Last month, we reported that Libya faces a “worsening oil and cash crisis”, with oil production down almost 90% because of strikes and threats from armed men.
This week, amid the continued political turmoil — including the brief detention of Prime Minister Ali Zeidan, clashes between Government forces and local militias, and assassinations of high-ranking security officials — Reuters reports that renewed protests have halted operationsat Libya’s western ports and oil fields, again reducing production to less than 10% of capacity.
Protests have been ongoing for about three-months, as workers demand a greater share of the oil wealth while the government has tried to reach a deal in order to reinvigorate Libya’s oil industry.
Protests began this summer in Libya’s eastern ports, with workers threatening to make their own arrangements for shipments, but spread to facilities in the west in the autumn.

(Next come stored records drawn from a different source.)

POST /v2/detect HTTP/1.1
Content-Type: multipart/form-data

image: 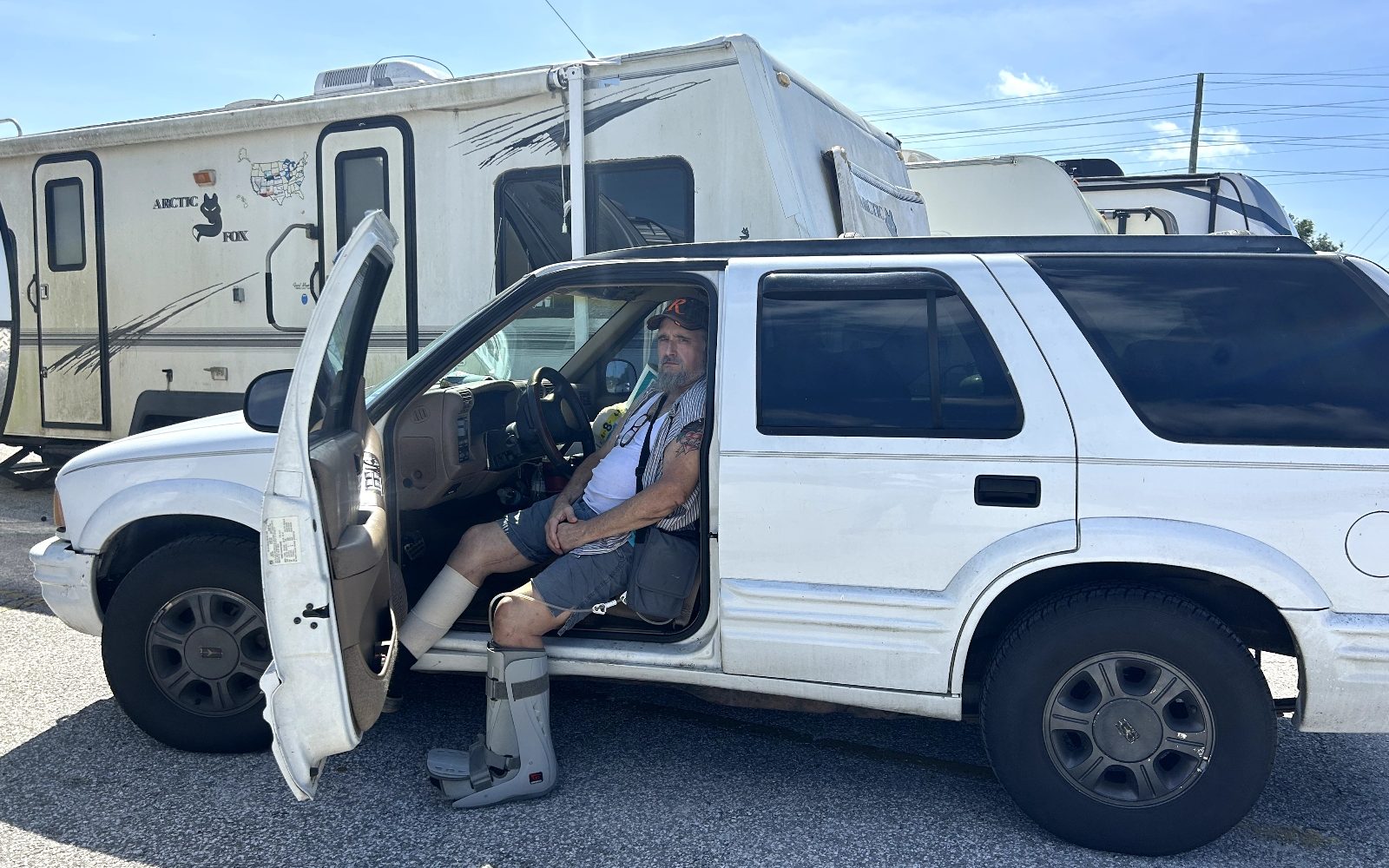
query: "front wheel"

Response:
[981,586,1275,856]
[102,536,271,753]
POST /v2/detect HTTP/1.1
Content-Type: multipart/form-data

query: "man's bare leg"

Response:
[400,523,532,655]
[491,582,569,648]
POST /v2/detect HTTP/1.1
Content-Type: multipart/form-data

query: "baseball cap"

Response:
[646,296,708,329]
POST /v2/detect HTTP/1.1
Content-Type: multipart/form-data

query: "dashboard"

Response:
[393,379,528,510]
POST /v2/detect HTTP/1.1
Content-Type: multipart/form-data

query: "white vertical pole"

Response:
[564,64,589,350]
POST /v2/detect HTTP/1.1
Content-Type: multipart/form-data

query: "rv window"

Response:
[333,148,391,247]
[496,158,694,292]
[757,273,1023,439]
[43,178,86,271]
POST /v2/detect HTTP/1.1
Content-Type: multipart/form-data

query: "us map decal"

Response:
[236,148,308,206]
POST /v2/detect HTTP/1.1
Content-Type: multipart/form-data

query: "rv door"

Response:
[261,211,403,800]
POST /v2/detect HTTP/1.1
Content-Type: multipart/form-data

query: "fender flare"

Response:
[72,479,264,551]
[950,516,1331,694]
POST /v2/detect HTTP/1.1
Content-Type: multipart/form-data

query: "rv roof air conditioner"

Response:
[314,60,450,95]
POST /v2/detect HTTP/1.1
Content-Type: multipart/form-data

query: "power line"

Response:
[544,0,597,60]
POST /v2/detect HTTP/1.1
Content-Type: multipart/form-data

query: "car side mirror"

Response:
[241,368,294,433]
[602,358,636,394]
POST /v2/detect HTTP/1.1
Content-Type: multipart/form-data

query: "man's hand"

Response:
[544,500,579,554]
[550,523,592,554]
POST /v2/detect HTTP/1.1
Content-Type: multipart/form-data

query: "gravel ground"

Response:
[0,451,1389,868]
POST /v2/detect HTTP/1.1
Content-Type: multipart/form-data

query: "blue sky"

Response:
[8,0,1389,262]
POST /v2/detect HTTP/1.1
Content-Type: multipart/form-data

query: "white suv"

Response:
[32,217,1389,854]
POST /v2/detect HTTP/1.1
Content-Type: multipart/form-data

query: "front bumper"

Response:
[30,536,102,636]
[1282,609,1389,732]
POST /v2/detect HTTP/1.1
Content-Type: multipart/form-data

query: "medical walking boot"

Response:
[428,644,558,808]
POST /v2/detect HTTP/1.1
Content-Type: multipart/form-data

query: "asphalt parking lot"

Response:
[0,454,1389,868]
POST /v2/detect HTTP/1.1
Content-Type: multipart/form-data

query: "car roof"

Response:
[583,234,1314,260]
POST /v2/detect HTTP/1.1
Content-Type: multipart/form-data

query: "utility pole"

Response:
[1186,72,1206,175]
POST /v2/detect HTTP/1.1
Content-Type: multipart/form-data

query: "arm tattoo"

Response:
[675,431,704,458]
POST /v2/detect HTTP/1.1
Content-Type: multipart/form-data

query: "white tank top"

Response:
[583,407,669,512]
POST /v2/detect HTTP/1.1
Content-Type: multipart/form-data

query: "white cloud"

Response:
[993,69,1057,95]
[1148,121,1254,162]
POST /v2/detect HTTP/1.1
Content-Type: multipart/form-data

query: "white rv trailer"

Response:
[1057,160,1297,234]
[901,150,1109,234]
[0,36,926,470]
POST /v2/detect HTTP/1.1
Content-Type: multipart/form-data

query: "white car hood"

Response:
[60,412,275,477]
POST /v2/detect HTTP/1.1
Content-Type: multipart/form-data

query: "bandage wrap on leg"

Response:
[400,564,477,657]
[428,646,558,808]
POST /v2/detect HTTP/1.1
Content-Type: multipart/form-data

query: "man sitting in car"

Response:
[398,297,708,807]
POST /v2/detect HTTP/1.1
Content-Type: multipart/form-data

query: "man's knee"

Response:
[453,523,491,554]
[491,589,551,646]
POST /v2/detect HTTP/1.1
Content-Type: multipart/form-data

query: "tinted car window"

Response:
[757,273,1023,437]
[1032,255,1389,447]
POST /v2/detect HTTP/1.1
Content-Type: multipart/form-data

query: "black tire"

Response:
[102,535,271,753]
[981,586,1276,856]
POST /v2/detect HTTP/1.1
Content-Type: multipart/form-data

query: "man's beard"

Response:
[655,365,690,391]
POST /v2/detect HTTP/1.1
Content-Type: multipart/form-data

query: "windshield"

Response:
[366,279,669,405]
[443,292,627,384]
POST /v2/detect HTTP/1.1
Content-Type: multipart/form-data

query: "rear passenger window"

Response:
[1032,255,1389,447]
[757,271,1023,437]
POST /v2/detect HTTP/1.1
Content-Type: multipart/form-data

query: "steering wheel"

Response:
[525,368,597,477]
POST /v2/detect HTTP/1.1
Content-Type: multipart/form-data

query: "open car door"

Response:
[261,211,405,800]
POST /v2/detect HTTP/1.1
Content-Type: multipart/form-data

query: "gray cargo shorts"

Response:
[497,497,635,634]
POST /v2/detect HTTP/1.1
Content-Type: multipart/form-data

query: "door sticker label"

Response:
[266,516,299,567]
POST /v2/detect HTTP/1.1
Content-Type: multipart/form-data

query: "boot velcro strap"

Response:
[511,672,550,700]
[484,672,550,700]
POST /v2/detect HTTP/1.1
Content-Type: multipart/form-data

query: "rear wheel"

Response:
[981,586,1275,856]
[102,536,271,753]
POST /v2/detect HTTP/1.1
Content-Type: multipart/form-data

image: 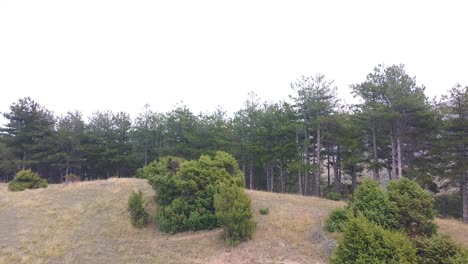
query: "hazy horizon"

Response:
[0,0,468,120]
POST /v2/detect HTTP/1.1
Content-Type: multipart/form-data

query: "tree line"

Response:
[0,65,468,222]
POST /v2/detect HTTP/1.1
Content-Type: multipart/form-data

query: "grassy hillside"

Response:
[0,179,468,264]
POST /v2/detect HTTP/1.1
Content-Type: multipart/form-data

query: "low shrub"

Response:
[8,170,47,192]
[387,178,437,236]
[151,151,244,233]
[434,192,462,219]
[326,192,341,201]
[350,179,399,229]
[214,184,256,246]
[413,235,468,264]
[324,208,351,232]
[128,191,148,228]
[330,214,417,264]
[65,173,81,183]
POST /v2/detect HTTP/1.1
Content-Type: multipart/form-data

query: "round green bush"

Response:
[324,208,352,232]
[387,178,437,236]
[151,152,244,233]
[8,170,47,192]
[434,191,462,219]
[214,183,256,245]
[330,214,417,264]
[326,192,341,201]
[350,179,399,229]
[128,191,148,228]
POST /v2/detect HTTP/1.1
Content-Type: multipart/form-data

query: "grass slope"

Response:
[0,179,468,264]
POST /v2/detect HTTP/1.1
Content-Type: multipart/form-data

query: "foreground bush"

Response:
[149,152,244,233]
[128,191,148,228]
[326,192,341,201]
[414,236,468,264]
[387,178,437,236]
[324,208,351,232]
[434,191,462,219]
[350,179,399,229]
[65,173,81,183]
[214,184,256,245]
[330,214,417,264]
[8,170,47,192]
[136,156,185,179]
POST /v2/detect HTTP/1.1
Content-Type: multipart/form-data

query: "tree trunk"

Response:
[396,122,403,178]
[327,153,331,190]
[23,150,26,170]
[280,161,285,193]
[372,123,380,181]
[249,160,254,190]
[351,165,357,193]
[460,171,468,224]
[304,128,310,195]
[265,162,271,192]
[390,125,398,179]
[314,124,322,196]
[270,165,275,192]
[242,162,249,186]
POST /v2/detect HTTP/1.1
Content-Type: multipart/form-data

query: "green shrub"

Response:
[324,208,351,232]
[326,192,341,201]
[65,173,81,183]
[128,191,148,228]
[350,179,399,229]
[8,170,47,192]
[151,152,244,233]
[214,183,256,245]
[434,192,462,219]
[387,178,437,236]
[330,214,416,264]
[414,235,468,264]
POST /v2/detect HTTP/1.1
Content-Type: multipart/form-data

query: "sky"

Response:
[0,0,468,120]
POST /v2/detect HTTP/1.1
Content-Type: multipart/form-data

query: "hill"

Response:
[0,178,468,264]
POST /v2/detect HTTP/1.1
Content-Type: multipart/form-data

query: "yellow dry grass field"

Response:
[0,178,468,264]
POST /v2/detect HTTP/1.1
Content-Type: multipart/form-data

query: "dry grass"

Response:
[436,219,468,248]
[0,179,343,264]
[0,179,468,264]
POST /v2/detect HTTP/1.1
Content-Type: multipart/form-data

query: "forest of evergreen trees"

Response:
[0,65,468,222]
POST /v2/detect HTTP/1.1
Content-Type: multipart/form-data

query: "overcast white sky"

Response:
[0,0,468,120]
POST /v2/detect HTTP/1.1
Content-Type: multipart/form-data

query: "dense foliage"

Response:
[323,207,353,232]
[350,180,399,229]
[214,183,256,245]
[387,178,437,236]
[434,192,462,219]
[8,170,47,192]
[324,178,468,263]
[142,151,251,233]
[326,192,341,201]
[330,215,416,264]
[128,191,148,228]
[0,65,468,223]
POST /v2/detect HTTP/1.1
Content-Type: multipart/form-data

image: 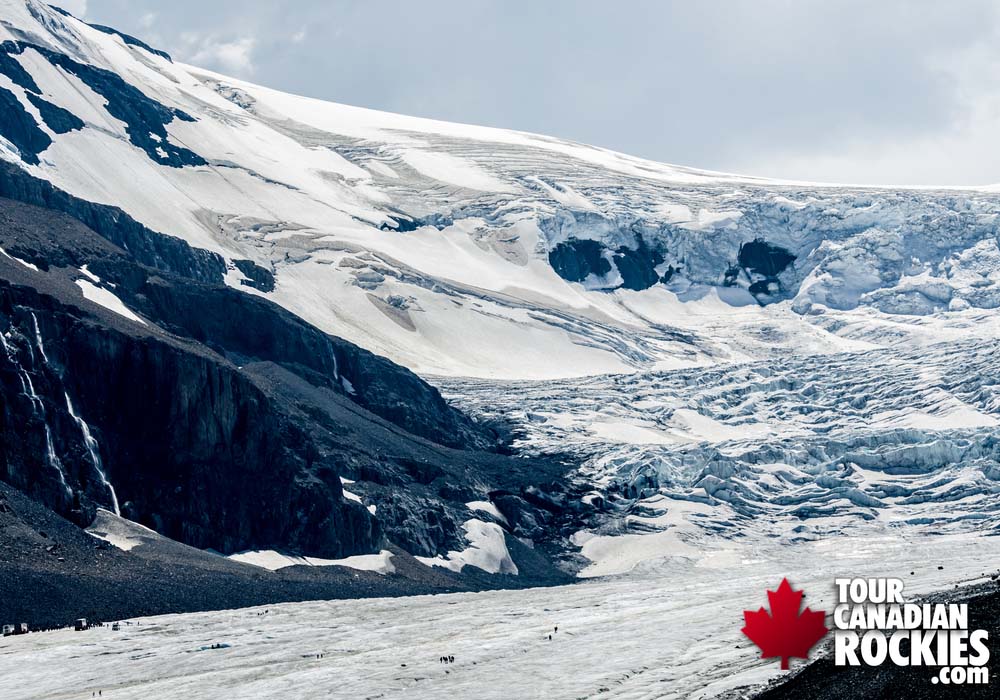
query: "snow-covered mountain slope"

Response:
[0,0,1000,378]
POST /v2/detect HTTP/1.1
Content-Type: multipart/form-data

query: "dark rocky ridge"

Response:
[0,41,206,168]
[0,481,568,628]
[0,190,584,558]
[0,161,226,284]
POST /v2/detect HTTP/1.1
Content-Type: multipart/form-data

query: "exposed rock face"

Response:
[0,161,226,284]
[0,190,562,558]
[0,282,379,556]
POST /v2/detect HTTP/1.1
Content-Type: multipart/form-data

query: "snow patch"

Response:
[76,279,149,326]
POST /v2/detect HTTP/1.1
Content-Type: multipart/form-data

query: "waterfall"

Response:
[0,322,73,497]
[18,365,45,417]
[64,393,121,515]
[45,423,73,496]
[31,311,49,364]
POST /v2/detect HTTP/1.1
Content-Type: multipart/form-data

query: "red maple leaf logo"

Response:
[742,579,829,670]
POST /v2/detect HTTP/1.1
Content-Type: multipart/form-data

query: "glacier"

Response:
[0,0,1000,379]
[0,0,1000,698]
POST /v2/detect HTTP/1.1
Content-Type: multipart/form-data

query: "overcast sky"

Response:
[55,0,1000,184]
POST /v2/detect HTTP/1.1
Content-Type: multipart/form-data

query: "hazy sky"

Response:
[55,0,1000,184]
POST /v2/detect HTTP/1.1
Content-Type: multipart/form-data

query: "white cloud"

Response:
[52,0,87,19]
[183,33,257,77]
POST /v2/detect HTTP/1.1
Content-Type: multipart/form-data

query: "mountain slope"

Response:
[0,0,1000,378]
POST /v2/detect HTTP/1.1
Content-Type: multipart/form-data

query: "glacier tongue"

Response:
[0,0,1000,379]
[442,339,1000,576]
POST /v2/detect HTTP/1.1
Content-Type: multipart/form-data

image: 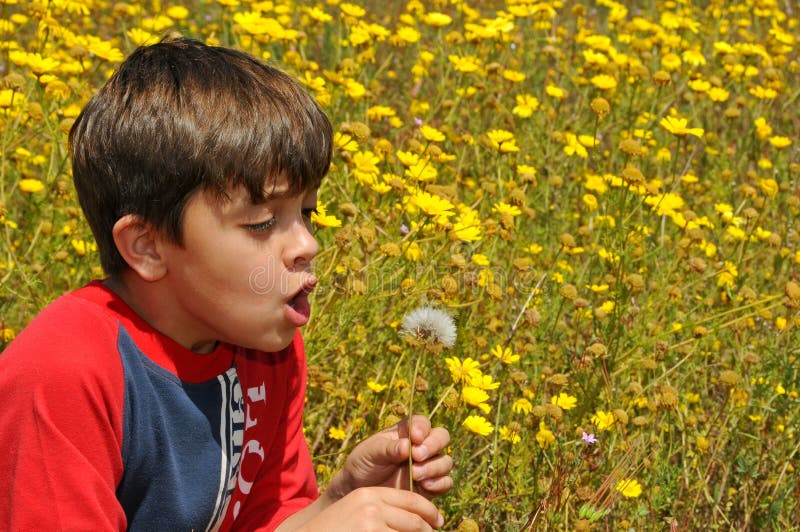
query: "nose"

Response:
[284,218,319,271]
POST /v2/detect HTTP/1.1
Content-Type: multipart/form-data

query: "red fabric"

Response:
[0,282,317,530]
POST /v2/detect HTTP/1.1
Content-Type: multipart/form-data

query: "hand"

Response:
[329,416,453,498]
[302,487,444,532]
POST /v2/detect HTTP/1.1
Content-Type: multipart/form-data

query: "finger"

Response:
[414,476,454,499]
[411,415,431,445]
[411,427,450,461]
[413,454,453,482]
[380,488,444,530]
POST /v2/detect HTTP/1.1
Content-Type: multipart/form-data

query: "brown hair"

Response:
[69,38,333,275]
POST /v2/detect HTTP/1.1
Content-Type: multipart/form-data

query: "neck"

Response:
[104,270,217,353]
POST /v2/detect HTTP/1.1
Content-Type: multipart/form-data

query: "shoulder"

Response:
[0,288,121,383]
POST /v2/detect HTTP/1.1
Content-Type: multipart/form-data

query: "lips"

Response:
[285,277,317,327]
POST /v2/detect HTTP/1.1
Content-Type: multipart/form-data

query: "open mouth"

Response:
[286,278,317,327]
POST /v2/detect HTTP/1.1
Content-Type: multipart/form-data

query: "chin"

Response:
[252,330,295,353]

A brief easing of situation in the western ports meant that exports recovered to around 450,000 bpd over the last month, still far short of Libya’s apacity of around 1.25 million bpd before the 2011 revolution against the Qaddafi regime.
Now only the offshore platforms of Bouri and Al Jurf are operational.
“The latest protests look to be by the same groups with which the government has previously tried to make concessions, so that suggests either the promises have not materialised or the groups are now pushing for more,” analyst Richard Mallinson said.
“Meanwhile, the guards who control the main central/eastern terminals do not show any signs of backing down.”
Libyan Foreign Minister Mohammed Abdelaziz said on Monday that the situation was serious but is a “temporary” state of affairs:
We hope to solve this as soon as possible. We have to get the message to the people that this (oil) is their bread and butter that we have to fight for,” he told Reuters after making a speech in Zurich. “I am hopeful this can be resolved without resorting to arms.